As part of the federally mandated quality check, known as Current Good Manufacturing Practiceor cGMP, the radioisotope is then purified, undergoing a series of quality checks before each dose can be certified and released to physicians for use in patients.

“Every patient is impacted differently by cancer; therefore, every potential treatment should be considered,” said Yawen Li, assistant professor of Radiation Oncology at UW. “Targeted alpha therapy using At-211 provides an alternative or adjuvant to chemotherapy and external radiation, which can often be resisted by the body.”

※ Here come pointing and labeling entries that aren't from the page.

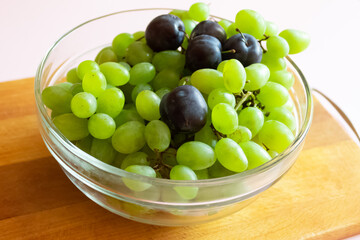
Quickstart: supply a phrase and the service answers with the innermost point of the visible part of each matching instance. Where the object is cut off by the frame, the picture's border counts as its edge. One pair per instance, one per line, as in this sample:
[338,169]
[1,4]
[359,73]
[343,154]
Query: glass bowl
[159,204]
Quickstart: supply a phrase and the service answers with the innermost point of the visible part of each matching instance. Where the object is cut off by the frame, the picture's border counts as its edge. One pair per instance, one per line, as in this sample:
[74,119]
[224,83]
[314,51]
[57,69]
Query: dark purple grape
[204,51]
[211,28]
[165,32]
[184,109]
[247,51]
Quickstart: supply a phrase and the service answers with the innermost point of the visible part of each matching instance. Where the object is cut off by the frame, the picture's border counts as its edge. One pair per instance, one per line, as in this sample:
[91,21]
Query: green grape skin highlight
[111,102]
[255,154]
[115,73]
[196,155]
[83,105]
[147,105]
[94,83]
[257,75]
[129,137]
[252,118]
[273,95]
[101,126]
[234,76]
[230,155]
[224,118]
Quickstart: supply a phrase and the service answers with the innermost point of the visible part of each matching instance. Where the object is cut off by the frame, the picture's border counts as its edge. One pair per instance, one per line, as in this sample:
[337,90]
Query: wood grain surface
[319,198]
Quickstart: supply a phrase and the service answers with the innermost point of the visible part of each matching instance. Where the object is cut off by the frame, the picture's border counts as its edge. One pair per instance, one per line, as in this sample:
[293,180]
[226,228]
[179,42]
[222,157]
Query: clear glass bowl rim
[299,138]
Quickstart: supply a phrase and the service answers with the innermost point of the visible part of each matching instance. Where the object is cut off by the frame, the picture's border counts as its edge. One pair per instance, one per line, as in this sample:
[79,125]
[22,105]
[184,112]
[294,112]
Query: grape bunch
[189,98]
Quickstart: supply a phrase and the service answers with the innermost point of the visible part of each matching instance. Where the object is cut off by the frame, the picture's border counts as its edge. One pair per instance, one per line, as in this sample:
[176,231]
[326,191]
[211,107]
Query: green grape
[106,55]
[85,67]
[276,135]
[137,158]
[115,73]
[83,105]
[181,172]
[85,144]
[127,115]
[185,81]
[289,105]
[111,102]
[162,91]
[252,118]
[273,95]
[283,77]
[142,73]
[65,85]
[189,26]
[241,134]
[257,75]
[202,174]
[274,64]
[126,65]
[206,135]
[57,99]
[138,88]
[72,127]
[277,47]
[169,157]
[232,30]
[119,158]
[138,52]
[103,150]
[94,83]
[221,65]
[166,78]
[101,126]
[157,135]
[195,155]
[72,76]
[129,137]
[76,88]
[199,11]
[139,35]
[147,104]
[298,40]
[224,118]
[206,80]
[137,185]
[283,115]
[220,95]
[224,24]
[230,155]
[121,42]
[251,22]
[217,170]
[272,153]
[127,90]
[271,29]
[234,76]
[169,59]
[255,154]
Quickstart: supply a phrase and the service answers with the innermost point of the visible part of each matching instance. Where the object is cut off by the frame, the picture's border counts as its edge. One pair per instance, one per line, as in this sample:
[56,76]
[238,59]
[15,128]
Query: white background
[331,63]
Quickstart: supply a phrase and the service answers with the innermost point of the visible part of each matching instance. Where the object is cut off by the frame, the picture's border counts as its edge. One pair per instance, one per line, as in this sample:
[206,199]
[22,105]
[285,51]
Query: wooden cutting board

Safer, less toxic treatments

A clinical does of At-211 is prepared.
A clinical dose of At-211 is prepared at the
University of Washington for use in a Fred Hutchison
Cancer Center clinical trial. Photo Credit: UW Research
Scientist Don Hamlin

Though the survival rate for some cancers has increased significantly over the years—some as high as 100 percent—once cancer spreads to new locations in the body, or metastasizes, that survival rate can drop dramatically. It is believed that TAT is particularly good at finding and targeting these metastasized cells early and can eliminate them before they grow and do harm to the tissues they invade.

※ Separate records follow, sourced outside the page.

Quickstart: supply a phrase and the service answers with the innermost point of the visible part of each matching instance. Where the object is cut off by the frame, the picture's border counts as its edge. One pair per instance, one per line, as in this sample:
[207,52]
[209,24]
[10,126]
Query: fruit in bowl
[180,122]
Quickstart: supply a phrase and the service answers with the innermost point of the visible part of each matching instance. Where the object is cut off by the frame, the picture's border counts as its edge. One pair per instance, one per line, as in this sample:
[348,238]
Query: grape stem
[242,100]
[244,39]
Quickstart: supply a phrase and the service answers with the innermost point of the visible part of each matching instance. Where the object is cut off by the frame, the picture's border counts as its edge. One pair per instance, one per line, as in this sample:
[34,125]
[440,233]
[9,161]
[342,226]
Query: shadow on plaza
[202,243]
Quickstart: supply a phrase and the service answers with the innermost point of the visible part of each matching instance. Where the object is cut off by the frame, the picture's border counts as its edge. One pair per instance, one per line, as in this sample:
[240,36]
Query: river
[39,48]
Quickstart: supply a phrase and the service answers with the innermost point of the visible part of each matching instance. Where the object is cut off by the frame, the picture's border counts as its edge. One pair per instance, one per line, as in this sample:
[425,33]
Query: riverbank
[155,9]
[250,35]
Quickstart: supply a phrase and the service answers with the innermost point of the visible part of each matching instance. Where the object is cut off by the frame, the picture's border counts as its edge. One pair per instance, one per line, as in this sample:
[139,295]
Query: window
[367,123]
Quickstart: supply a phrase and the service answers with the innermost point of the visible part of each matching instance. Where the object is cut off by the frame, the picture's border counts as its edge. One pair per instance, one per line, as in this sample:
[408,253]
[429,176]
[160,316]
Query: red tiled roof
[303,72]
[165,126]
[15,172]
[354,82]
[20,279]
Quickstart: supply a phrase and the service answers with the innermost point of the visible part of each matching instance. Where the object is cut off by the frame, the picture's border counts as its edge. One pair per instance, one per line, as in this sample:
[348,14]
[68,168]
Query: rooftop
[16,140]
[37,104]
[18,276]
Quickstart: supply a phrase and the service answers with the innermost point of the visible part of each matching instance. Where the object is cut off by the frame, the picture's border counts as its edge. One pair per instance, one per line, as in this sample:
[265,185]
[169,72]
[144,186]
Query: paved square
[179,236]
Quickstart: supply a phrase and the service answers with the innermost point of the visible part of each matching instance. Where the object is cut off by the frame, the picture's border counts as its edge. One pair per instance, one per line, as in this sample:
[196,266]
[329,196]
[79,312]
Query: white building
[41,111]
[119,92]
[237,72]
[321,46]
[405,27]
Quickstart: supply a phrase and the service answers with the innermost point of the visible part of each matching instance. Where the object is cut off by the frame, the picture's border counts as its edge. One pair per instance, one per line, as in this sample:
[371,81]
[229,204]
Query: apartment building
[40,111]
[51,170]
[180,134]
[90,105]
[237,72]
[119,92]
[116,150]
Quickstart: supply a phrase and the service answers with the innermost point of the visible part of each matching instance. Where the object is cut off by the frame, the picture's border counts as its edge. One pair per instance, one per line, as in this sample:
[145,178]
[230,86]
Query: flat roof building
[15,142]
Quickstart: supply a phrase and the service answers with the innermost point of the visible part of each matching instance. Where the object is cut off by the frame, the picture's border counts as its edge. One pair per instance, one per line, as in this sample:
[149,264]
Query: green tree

In one clinical trial, the use of At-211 has the potential to increase the eligibility of patients who can receive bone marrow transplants, the only curative way to treat certain high-risk or relapsed blood-borne cancers. 

“This trial has allowed us to treat patients who otherwise would not be eligible for this approach due to having too much disease. It is gratifying to see patients now several years out still in remission,” said Brenda Sandmaier, professor at Fred Hutch, professor of medicine at UW and protocol principal investigator. “The collaboration with Dr. Wilbur’s team has been a long term and exciting collaboration resulting in truly bench-to-bedside therapy,” she said.

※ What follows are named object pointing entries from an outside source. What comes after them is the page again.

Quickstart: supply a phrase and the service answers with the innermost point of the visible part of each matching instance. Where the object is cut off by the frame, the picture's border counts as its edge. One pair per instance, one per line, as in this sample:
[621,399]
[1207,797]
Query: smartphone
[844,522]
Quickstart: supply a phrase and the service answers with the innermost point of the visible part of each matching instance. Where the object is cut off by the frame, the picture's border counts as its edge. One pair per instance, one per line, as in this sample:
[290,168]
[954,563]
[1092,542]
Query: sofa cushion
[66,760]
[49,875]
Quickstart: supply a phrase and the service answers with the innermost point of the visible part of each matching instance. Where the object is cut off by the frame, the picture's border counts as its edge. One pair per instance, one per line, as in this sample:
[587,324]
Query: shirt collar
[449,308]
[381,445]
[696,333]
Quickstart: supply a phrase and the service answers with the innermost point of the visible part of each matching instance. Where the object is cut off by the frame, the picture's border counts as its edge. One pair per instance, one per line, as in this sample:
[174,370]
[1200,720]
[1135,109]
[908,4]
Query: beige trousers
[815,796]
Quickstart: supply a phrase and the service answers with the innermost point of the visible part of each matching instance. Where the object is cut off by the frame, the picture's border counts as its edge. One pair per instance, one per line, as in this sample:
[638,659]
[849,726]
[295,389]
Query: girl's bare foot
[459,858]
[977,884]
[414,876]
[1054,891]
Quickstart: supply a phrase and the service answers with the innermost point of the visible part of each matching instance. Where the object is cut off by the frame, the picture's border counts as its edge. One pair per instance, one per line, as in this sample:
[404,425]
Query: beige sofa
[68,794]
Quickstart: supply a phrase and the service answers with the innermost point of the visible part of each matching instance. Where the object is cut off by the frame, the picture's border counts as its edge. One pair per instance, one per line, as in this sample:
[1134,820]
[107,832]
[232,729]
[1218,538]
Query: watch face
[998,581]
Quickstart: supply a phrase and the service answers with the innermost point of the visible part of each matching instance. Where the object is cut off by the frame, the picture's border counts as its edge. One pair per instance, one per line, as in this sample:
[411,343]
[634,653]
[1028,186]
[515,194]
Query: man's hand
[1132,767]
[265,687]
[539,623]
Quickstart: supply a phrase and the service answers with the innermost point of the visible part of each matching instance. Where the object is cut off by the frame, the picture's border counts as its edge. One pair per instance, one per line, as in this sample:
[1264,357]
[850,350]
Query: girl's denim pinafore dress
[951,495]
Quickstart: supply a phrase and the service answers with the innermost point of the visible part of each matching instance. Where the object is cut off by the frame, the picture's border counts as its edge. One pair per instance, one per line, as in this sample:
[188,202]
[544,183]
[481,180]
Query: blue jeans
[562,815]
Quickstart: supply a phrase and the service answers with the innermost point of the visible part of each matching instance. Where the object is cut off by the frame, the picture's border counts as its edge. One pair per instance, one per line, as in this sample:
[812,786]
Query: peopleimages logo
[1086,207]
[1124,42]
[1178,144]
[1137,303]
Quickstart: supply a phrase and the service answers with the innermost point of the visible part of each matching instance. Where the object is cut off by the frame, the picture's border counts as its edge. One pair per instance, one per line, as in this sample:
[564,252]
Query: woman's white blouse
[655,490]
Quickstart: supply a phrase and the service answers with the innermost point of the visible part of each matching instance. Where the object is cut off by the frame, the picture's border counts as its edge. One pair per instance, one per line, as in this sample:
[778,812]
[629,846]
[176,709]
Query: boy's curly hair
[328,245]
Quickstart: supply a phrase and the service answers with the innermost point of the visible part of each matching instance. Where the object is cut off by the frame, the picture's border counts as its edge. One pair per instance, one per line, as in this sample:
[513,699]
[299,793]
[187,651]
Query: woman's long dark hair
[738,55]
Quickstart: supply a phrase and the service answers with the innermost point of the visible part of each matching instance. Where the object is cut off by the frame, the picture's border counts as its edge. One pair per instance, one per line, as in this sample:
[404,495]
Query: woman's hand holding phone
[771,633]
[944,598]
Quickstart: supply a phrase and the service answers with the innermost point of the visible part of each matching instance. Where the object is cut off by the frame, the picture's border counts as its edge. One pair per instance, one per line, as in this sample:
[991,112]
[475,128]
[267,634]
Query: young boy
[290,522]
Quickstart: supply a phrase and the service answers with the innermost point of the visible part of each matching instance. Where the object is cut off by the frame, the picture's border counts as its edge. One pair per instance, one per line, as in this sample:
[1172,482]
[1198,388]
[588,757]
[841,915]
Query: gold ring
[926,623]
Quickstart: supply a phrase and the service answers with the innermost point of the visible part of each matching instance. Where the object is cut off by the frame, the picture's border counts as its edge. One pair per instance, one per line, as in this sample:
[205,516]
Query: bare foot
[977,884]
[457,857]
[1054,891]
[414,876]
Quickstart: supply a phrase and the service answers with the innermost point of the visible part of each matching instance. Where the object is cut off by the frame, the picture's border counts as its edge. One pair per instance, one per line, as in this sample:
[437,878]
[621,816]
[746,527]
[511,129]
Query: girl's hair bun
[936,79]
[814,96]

Though TAT is combined with total body irradiation (TBI) in this study, the goal is to one day eliminate the need for TBI entirely, significantly decreasing the harmful effects of radiation to surrounding tissues. 

“If the gold standard of radiation therapy is to do maximum damage to cancer cells without damaging other healthy cells, then TAT is that just-right mix—the smart bomb of radiation therapy,” said Emery.

While researchers at UW are intrigued by their early findings, they admit this is just the tip of the iceberg. To provide this type of targeted therapy to more patients at more clinics, the infrastructure must be developed to produce At-211 and other short-lived isotopes, enabling production of these promising radioisotopes across the country.

Damian Green, another Fred Hutch investigator and associate professor in the UW Department of Medicine, is exploring other ways to harness the power of At-211 to treat multiple myeloma, a form of cancer that is currently incurable for the vast majority of patients. 

“Astatine-211 has features that make it particularly attractive for targeted therapy. We are very enthusiastic about bringing it to the clinic for more patients. This cross-pollination of ideas and the opportunity to leverage the talents of each team member uniquely positions us to make discoveries that can save patients’ lives,” he said.

This research is supported by the U.S. Department of Energy Isotope Program (DOE IP), managed by the Office of Science for Isotope R&D and Production. This clinical trial is funded by a research grant from the National Institutes of Health (CA078902). The University of Washington Medical Cyclotron facility is part of the (DOE IP) University Isotope Network, which supports the production and development of techniques to produce radioactive and stable isotopes that are in short supply for research and applications. The DOE IP also funds the National Isotope Development Center (NIDC), which coordinates isotope production and sales across numerous universities, national laboratories, and facilities across the nation to promote a reliable supply of domestic isotopes.